On her first record in five years, the introspective country singer-songwriter lifts up a mirror to her audience and forces them to look inwards
The experience of listening to music isn’t exactly the same as reading a novel, yet with the right material, both can elicit a similar spiritual upheaval. Often, to reach that soul-stirring feeling, passages need to be reread and songs listened to on repeat, their true essence only revealing itself the deeper you fall into the pages or the sounds. Dive into Cam’s third album, ‘All Things Light’, and you’ll find a similar experience waiting.
- Record label: RCA Records
- Release date: July 18, 2025
Since her 2015 major label debut ‘Untamed’, the singer-songwriter has slowly shifted away from the traditional country sound. On 2020’s ‘The Otherside’, she dabbled in electronic and pop, expanding her tapestry by working with artists and producers like Avicii, Sam Smith and Tyler Johnson. This swirl of past and present come together on enigmatic opener ‘Turns Out That I Am God’, which starts out similar to the sad, haunting acoustic sound of her breakout single ‘Burning House’. As she starts contemplating the nature of the divine (“I found a paradise here in my mind / I go there every night / Turns out that I am God”), the song slowly transforms into something more ethereal and otherworldly with the introduction of shimmering synths and vocal layering.
This slow-burn of drama and emotion, with an existential questioning of our place in the world, extends itself throughout ‘All Things Light’, coloured in different shades of folk, country and pop. It’s not unlike the songs Cam helped pen for Beyoncé’s 2024 ‘Cowboy Carter’ album – including its powerful opener ‘Ameriican Requiem’ and stunning ballad ‘Protector’ – having been drawn “from the same wellspring”, many of those sounds and underlying themes carry over to her own body of work as well.

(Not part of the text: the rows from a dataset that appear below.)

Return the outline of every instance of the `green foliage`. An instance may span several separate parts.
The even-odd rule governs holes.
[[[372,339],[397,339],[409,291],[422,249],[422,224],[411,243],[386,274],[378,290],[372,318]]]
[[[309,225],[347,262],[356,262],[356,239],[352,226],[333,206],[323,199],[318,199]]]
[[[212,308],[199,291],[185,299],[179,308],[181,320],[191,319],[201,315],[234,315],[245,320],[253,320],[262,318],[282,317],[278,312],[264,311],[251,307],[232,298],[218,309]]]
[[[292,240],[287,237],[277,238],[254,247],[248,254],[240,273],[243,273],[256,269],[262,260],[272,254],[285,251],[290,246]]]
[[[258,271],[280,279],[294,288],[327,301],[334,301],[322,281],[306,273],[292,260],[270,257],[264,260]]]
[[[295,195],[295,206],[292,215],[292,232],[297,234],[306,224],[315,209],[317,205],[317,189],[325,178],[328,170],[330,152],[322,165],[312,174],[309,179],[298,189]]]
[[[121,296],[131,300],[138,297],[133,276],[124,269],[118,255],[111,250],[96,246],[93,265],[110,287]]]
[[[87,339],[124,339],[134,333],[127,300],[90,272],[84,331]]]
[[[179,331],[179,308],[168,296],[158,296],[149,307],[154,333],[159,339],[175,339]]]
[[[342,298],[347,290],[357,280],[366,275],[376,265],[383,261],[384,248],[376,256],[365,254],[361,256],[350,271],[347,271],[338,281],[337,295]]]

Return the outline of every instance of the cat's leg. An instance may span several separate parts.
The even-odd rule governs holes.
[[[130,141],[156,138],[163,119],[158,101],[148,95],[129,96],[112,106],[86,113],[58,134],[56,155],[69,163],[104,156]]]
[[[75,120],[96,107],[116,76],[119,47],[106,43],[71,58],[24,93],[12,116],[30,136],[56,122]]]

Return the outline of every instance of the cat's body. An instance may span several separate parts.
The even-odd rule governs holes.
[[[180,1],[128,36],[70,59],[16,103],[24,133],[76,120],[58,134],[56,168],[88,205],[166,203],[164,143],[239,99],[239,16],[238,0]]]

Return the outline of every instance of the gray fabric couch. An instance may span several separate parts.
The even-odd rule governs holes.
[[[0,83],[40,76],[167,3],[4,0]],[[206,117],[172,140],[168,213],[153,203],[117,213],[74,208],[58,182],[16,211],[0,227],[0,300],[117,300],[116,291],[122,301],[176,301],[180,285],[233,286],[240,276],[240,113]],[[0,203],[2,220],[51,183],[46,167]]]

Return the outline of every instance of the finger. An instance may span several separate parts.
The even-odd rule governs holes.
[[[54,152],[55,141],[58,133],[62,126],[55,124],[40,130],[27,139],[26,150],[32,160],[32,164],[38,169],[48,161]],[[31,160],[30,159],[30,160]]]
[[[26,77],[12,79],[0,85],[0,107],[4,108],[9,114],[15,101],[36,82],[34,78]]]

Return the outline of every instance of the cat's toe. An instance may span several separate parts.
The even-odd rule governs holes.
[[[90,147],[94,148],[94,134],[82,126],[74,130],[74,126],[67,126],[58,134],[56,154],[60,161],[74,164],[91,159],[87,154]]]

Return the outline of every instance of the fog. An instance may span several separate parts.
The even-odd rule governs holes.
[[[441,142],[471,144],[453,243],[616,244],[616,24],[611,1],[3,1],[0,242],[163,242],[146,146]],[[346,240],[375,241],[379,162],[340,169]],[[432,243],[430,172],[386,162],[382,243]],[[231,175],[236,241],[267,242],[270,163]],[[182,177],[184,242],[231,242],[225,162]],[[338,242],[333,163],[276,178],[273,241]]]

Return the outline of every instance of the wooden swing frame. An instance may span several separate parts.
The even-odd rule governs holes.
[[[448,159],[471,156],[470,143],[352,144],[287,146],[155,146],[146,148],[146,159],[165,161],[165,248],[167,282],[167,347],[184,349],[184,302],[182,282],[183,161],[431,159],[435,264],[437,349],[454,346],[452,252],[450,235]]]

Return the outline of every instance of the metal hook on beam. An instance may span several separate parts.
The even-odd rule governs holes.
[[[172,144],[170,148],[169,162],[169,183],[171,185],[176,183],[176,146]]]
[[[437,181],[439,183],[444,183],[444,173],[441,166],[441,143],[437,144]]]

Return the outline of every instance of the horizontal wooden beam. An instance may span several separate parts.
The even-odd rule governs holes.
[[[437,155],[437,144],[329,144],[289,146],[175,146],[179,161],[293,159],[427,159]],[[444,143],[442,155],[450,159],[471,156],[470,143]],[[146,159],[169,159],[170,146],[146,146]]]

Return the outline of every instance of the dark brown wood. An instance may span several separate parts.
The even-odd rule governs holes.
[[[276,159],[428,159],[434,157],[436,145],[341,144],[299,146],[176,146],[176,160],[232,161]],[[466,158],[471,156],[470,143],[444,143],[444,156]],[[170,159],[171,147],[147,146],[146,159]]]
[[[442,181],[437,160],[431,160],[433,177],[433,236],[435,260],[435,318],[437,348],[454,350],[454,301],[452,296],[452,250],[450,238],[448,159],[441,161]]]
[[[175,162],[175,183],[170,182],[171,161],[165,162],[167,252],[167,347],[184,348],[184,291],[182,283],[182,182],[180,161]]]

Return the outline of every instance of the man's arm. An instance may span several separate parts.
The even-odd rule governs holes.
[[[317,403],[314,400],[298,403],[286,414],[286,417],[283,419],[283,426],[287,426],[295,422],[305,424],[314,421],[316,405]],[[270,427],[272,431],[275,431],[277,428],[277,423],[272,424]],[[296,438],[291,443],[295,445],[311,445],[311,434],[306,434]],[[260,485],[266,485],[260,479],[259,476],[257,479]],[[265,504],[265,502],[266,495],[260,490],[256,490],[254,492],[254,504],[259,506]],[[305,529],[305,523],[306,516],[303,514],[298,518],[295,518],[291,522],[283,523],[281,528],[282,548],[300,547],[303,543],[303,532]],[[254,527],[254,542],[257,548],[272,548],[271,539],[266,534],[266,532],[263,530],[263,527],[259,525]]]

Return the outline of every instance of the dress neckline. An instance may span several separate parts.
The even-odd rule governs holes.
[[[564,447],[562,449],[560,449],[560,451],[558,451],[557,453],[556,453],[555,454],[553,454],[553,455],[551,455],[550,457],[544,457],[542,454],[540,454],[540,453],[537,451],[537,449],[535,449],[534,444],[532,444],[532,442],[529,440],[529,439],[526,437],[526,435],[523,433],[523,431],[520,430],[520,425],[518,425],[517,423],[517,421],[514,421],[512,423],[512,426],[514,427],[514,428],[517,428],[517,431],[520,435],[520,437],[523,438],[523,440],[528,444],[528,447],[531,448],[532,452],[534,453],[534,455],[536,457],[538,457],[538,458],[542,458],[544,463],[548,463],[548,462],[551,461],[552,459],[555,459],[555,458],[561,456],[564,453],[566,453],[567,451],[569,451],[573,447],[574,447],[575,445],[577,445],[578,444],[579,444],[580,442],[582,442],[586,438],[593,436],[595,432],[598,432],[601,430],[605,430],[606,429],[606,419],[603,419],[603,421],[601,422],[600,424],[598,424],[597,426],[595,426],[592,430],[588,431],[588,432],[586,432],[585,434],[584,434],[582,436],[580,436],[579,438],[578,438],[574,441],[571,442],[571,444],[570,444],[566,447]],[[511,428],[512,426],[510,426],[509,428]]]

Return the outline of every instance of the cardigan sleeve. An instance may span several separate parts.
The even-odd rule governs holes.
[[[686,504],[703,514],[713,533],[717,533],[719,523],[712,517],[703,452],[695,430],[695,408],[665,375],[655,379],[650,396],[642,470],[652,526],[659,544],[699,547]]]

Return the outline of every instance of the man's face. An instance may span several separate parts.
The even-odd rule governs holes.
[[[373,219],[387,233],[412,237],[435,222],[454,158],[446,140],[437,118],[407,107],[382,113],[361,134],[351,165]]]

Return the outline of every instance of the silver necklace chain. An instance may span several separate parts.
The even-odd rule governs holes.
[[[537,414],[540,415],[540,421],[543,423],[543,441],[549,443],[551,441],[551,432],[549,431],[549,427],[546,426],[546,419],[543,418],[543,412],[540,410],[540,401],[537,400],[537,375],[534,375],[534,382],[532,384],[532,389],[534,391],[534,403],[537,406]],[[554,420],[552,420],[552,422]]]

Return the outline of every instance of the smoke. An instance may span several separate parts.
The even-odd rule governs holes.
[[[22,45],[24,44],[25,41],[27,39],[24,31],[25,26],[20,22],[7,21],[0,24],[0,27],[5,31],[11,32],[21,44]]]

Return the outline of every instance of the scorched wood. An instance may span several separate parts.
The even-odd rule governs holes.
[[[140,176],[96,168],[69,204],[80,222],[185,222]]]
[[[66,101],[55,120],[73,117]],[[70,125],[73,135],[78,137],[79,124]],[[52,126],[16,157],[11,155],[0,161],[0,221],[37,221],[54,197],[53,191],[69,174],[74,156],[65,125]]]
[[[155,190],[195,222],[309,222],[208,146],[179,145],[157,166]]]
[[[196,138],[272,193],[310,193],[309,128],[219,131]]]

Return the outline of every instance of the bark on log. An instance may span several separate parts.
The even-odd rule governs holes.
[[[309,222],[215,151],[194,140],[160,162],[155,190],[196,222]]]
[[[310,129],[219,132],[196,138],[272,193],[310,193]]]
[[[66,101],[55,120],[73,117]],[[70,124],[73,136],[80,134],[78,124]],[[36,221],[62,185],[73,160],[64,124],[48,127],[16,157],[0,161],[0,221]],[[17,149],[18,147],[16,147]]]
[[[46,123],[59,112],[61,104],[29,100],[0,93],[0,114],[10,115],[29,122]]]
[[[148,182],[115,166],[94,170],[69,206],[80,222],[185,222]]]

Some songs on ‘All Things Light’ are easier to digest, like the soothing, old-timey ‘Slow Down’ that ponders the worth of hard work in an unfair system (“Honey, slow down / You’re an Energizer Bunny / Helpin’ those that make their money / Running you into the ground”). There’s also the funky yet menacing ‘Kill The Guru!’, a cautionary tale about going too far on a search for answers (“They will try to warn you / Keep you in the dark / Don’t you wanna see what you’ve been missing?”), and upbeat ‘Alchemy’’s simple musing on the cycle of life (“Dust to flesh to bones to dust / We are golden / Call it a miracle, I call it alchemy”).
Other listens are more impenetrable, asking for patience, focus and those repeat listens to reveal its true meaning. ‘Canyon’, which sounds as if it could soundtrack a modern Western movie, shrouds its vaguely religious theme and meaning behind Americana imagery (“Held onto an emptiness / Like midnight holding stars / Wrestled free from sleeplessness / Prayer I know by heart). ‘Hallelujah’, meanwhile, takes its cues from Leonard Cohen’s faith-affirming classic of the same name and flips them on their head: “Sang till my heart was sore / I always knеw the chords / Still believe, but now I’m not so sure / Why it don’t sound like hallelujah anymore.”
There isn’t an answer to many of the philosophical questions and musings posed on ‘All Things Light’ – and that feels like the point of the record. Cam, who calls herself a “very face-the-abyss type of person”, has transformed her own introspection into a mirror for the audience, her songwriting a force that compels the listener to slow down and contemplate on what they’re listening to and, in turn, on themselves.